In fact, int a[4][3][5] is stored exactly like int b[60] in memory - The only difference is that the compiler now manages it as if they're separate entities of certain sizes (Specifically, four groups of three groups of five).

{
  {1, 2, 3, 4, 5}
  {6, 7, 8, 9, 10}
  {11, 12, 13, 14, 15}
}
{
  {16, 17, 18, 19, 20}
  {21, 22, 23, 24, 25}
  {26, 27, 28, 29, 30}
}
{
  {31, 32, 33, 34, 35}
  {36, 37, 38, 39, 40}
  {41, 42, 43, 44, 45}
}
{
  {46, 47, 48, 49, 50}
  {51, 52, 53, 54, 55}
  {56, 57, 58, 59, 60}
}

From this, you can clearly see that each "partition" is just an array that the program keeps track of.

Syntax

Now, arrays are syntactically different from pointers. Specifically, this means the compiler/machine will treat them differently. This may seem like a no brainer, but take a look at this:

int a[3][3];

printf("%p %p", a, a[0]);

The above example prints the same memory address twice, like this:

0x7eb5a3b4 0x7eb5a3b4

However, only one can be assigned to a pointer so directly:

int *p1 = a[0]; // RIGHT !

int *p2 = a; // WRONG !

Why can't a be assigned to a pointer but a[0] can?

This, simply, is a consequence of multidimensional arrays, and I'll explain why:

At the level of 'a', we still see that we have another 'dimension' to look forward to. At the level of 'a[0]', however, we're already in the top dimension, so as far as the program is concerned we're just looking at a normal array.

You may be asking:

Why does it matter if the array is multidimensional in regards to making a pointer for it?

It's best to think this way:

A 'decay' from a multidimensional array is not just an address, but an address with partition data (AKA it still understands that its underlying data is made of other arrays), which consists of boundaries set by the array beyond the first dimension.

This 'partition' logic cannot exist within a pointer unless we specify it:

int a[4][5][95][8];

int (*p)[5][95][8];

p = a; // p = *a[0] // p = a+0

Otherwise, the meaning of the array's sorting properties are lost.

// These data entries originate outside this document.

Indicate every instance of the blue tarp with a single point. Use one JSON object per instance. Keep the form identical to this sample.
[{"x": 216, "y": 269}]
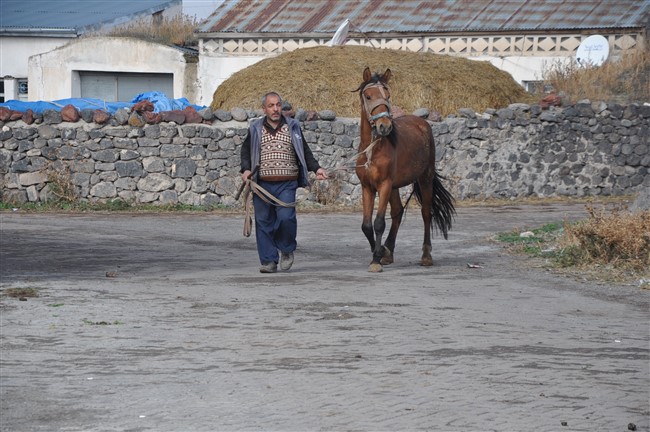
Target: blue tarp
[{"x": 160, "y": 102}]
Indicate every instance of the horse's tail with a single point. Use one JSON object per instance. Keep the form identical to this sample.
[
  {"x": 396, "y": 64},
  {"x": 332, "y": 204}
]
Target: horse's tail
[{"x": 442, "y": 205}]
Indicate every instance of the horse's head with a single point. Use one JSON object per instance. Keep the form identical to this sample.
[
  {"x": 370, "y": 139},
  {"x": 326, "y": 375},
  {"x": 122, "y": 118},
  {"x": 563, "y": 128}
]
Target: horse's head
[{"x": 375, "y": 100}]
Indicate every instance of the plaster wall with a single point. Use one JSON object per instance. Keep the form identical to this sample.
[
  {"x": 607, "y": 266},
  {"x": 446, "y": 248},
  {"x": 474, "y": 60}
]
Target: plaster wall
[{"x": 58, "y": 71}]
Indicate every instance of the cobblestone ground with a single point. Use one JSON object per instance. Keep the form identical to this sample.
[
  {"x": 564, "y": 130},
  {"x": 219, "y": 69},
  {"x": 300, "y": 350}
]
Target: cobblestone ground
[{"x": 163, "y": 323}]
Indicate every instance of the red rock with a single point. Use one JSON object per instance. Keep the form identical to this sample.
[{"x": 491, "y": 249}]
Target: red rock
[
  {"x": 151, "y": 117},
  {"x": 142, "y": 106},
  {"x": 176, "y": 116},
  {"x": 5, "y": 113},
  {"x": 101, "y": 117},
  {"x": 192, "y": 116}
]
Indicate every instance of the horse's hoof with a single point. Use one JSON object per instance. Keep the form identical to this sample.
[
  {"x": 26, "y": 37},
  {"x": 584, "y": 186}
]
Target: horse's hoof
[{"x": 386, "y": 256}]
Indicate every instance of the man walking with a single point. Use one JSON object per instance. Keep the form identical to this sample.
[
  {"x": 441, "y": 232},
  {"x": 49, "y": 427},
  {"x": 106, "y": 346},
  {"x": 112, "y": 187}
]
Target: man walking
[{"x": 277, "y": 156}]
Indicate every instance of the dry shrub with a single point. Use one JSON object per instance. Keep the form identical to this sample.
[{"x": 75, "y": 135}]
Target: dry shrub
[
  {"x": 60, "y": 182},
  {"x": 327, "y": 191},
  {"x": 178, "y": 30},
  {"x": 320, "y": 78},
  {"x": 617, "y": 237},
  {"x": 622, "y": 80}
]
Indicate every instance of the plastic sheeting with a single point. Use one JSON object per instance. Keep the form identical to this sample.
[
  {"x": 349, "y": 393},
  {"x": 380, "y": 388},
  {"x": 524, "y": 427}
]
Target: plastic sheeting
[{"x": 159, "y": 100}]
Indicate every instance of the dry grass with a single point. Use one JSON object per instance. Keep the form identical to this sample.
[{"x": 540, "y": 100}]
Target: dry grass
[
  {"x": 616, "y": 238},
  {"x": 320, "y": 78},
  {"x": 178, "y": 30},
  {"x": 622, "y": 80},
  {"x": 60, "y": 183}
]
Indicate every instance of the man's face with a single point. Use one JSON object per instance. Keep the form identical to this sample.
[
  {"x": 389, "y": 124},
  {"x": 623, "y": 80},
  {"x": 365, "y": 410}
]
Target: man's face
[{"x": 272, "y": 109}]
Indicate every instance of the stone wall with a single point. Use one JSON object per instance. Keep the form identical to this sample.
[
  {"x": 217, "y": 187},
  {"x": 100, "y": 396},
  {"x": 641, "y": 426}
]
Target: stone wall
[{"x": 581, "y": 150}]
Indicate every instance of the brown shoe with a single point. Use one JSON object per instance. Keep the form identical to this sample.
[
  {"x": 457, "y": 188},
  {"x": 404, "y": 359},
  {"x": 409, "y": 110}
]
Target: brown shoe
[
  {"x": 286, "y": 260},
  {"x": 269, "y": 268}
]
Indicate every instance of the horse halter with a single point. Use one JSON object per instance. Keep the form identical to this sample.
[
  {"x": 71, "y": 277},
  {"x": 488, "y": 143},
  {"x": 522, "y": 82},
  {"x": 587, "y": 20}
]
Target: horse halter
[{"x": 377, "y": 102}]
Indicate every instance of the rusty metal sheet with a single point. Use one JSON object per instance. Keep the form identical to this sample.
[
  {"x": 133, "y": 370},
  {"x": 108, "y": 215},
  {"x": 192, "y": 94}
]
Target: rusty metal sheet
[{"x": 419, "y": 16}]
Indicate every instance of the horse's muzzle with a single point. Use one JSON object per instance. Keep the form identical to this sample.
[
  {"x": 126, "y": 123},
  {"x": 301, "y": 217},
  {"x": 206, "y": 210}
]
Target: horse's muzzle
[{"x": 383, "y": 128}]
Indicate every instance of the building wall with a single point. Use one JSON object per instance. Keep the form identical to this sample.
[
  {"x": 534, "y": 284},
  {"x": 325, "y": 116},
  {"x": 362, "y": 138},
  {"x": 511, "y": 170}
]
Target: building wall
[
  {"x": 14, "y": 55},
  {"x": 57, "y": 71},
  {"x": 590, "y": 149}
]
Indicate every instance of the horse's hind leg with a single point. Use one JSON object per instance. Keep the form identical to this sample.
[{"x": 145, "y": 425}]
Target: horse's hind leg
[
  {"x": 396, "y": 212},
  {"x": 426, "y": 191}
]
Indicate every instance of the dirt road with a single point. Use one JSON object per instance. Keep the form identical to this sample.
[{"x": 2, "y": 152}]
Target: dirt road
[{"x": 163, "y": 323}]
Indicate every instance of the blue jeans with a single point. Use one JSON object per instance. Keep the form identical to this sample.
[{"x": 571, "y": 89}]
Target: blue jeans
[{"x": 275, "y": 227}]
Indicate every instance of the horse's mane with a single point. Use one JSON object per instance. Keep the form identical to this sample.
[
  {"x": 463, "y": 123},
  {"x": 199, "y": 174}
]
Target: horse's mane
[{"x": 374, "y": 79}]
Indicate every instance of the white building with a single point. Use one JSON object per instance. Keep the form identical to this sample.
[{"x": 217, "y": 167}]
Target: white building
[{"x": 30, "y": 28}]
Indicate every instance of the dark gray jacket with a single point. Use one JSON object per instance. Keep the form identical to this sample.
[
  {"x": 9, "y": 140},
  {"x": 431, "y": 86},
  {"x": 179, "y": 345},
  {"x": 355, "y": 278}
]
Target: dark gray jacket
[{"x": 251, "y": 149}]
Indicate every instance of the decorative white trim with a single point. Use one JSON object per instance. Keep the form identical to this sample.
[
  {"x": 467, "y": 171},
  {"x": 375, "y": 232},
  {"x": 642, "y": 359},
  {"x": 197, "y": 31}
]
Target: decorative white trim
[{"x": 458, "y": 45}]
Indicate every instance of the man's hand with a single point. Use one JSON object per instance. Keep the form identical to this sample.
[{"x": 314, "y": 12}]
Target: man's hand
[{"x": 321, "y": 174}]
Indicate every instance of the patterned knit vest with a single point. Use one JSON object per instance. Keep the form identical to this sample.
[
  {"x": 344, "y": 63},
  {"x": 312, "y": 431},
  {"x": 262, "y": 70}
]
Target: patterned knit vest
[{"x": 278, "y": 161}]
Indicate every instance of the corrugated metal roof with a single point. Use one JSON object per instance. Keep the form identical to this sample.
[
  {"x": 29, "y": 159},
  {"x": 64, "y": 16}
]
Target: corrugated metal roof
[
  {"x": 418, "y": 16},
  {"x": 75, "y": 15}
]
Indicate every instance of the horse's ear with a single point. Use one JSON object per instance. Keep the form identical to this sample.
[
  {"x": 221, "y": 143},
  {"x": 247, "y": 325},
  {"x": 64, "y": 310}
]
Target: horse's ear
[{"x": 367, "y": 74}]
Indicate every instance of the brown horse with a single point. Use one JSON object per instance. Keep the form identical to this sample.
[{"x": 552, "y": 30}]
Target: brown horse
[{"x": 393, "y": 153}]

Also note the use of parenthesis around *p: int (*p)[5][95][8] - That's to specify that we're making a pointer with these bounds, not an array of pointers with these bounds: int *p[5][95][8]

Conclusion

Let's review:

• Arrays decay to addresses if they have no other purpose in the used context
• Multidimensional arrays are just arrays of arrays - Hence, the 'decayed' address will carry the burden of "I have sub dimensions"
• Dimension data cannot exist in a pointer unless you give it to it.

In brief: multidimensional arrays decay to addresses that carry the ability to understand their contents.